Sobre o “Direito ao Trabalho” e outros considerandos.

Não posso concordar com este artigo de Eugénio Viassa Monteiro, claro apoiante da liberdade de iniciativa e da regulação tão baixa quanto possível, por razões que são, no meu fraco e humilde entender, algo simples.

Viassa Monteiro, como grande parte dos intelectuais liberais, acha que “O Caminho” é pelo nivelamento por baixo; das condições laborais, sociais, comerciais, ambientais e regulatórias. Em resumo, tornar todos os trabalhadores em cidadãos remediados; porque no artigo nem uma linha acerca de redução e redistribuição dos lucros astronómicos da finança e das grandes multinacionais.
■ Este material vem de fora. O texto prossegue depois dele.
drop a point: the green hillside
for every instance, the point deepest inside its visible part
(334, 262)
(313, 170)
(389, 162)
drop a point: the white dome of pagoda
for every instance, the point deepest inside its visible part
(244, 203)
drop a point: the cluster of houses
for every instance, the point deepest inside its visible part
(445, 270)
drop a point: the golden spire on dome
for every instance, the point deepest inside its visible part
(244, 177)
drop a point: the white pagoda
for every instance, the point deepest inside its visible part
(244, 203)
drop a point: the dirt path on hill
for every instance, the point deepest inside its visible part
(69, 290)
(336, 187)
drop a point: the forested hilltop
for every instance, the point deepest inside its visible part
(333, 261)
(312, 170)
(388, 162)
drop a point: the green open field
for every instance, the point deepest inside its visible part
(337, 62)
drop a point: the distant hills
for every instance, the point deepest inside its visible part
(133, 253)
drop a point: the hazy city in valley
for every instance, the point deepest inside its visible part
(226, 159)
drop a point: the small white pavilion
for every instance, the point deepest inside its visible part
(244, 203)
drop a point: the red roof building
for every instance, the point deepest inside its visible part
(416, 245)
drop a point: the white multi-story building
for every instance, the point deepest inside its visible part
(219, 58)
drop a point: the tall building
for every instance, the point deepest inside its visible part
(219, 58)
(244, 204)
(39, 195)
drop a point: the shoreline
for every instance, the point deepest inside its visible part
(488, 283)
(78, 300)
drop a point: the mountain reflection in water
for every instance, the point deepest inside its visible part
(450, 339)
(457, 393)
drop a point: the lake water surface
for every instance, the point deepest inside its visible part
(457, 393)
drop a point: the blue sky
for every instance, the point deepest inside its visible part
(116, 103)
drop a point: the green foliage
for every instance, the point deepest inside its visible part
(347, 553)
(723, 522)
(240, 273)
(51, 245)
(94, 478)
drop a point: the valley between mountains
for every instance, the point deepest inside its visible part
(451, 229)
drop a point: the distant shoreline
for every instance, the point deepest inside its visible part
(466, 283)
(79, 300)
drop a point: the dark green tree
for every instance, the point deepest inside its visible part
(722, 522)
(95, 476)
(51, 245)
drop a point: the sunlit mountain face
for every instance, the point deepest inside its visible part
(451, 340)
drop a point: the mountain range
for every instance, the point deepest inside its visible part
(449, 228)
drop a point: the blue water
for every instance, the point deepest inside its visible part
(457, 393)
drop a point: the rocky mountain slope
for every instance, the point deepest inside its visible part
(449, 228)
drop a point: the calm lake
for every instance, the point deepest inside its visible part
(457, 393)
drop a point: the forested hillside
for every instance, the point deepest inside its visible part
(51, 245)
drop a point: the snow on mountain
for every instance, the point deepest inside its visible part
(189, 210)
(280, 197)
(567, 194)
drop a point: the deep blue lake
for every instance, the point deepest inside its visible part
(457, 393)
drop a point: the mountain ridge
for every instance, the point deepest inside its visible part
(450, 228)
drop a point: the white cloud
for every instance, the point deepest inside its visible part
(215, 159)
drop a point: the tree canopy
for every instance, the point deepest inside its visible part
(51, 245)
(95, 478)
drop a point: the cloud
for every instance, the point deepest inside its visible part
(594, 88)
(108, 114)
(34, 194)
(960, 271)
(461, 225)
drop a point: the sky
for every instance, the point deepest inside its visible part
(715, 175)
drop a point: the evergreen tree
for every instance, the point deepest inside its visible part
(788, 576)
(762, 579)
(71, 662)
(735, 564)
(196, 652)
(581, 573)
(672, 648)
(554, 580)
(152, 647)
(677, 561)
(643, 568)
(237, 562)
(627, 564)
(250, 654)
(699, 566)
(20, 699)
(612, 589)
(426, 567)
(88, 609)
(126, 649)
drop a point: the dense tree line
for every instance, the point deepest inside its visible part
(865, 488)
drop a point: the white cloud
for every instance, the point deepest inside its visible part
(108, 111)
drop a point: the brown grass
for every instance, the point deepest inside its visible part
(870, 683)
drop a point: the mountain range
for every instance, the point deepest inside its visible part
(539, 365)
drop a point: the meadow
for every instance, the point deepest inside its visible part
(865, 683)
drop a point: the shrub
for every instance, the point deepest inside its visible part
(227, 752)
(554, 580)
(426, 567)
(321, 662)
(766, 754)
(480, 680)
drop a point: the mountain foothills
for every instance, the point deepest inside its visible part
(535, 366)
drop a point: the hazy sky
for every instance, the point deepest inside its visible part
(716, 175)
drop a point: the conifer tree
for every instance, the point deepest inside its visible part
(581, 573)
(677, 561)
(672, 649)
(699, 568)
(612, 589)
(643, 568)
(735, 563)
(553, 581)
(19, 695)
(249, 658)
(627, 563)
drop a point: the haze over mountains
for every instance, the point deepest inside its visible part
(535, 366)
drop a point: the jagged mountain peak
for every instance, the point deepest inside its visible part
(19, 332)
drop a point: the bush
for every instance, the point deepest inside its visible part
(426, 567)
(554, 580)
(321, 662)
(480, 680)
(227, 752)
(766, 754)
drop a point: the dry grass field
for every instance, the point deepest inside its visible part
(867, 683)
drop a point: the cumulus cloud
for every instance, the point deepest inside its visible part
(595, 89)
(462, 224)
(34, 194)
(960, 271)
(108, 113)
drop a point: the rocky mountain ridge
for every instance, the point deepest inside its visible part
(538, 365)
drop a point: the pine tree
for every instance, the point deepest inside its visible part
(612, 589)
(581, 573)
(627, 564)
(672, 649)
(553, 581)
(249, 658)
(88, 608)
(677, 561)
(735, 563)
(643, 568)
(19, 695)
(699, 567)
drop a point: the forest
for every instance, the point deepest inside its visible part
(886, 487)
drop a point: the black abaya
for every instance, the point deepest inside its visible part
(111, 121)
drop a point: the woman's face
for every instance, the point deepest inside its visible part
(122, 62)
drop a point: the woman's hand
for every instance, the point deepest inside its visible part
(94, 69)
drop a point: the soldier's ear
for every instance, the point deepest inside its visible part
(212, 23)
Penso que é o inverso, i.e., o nivelamento por cima da globalização, que será o necessário para resolver a grave crise actual.

Porque o aumento da riqueza para todos passa por sustentabilizar o modelo de vida na Terra, i.e., menos produção com mais qualidade, maior eficácia e eficiência, menos horas de trabalho para garantir o emprego e o pressuposto anterior, distribuição mais justa da riqueza, mais preocupação com o ambiente, mais integração dos conceitos de Natural Capital e sua relação com todo o ciclo produtivo.

Aumento só possível se o aumento do custo da produção for passado para o lucro excessivo e não para o abaixamento da qualidade dos produtos e da qualidade de vida dos trabalhadores. Pressupostos só possíveis se a economia voltar a ser uma economia produtiva ligada à realidade das necessidades humanas e não puramente especulativa bolsista e de casino.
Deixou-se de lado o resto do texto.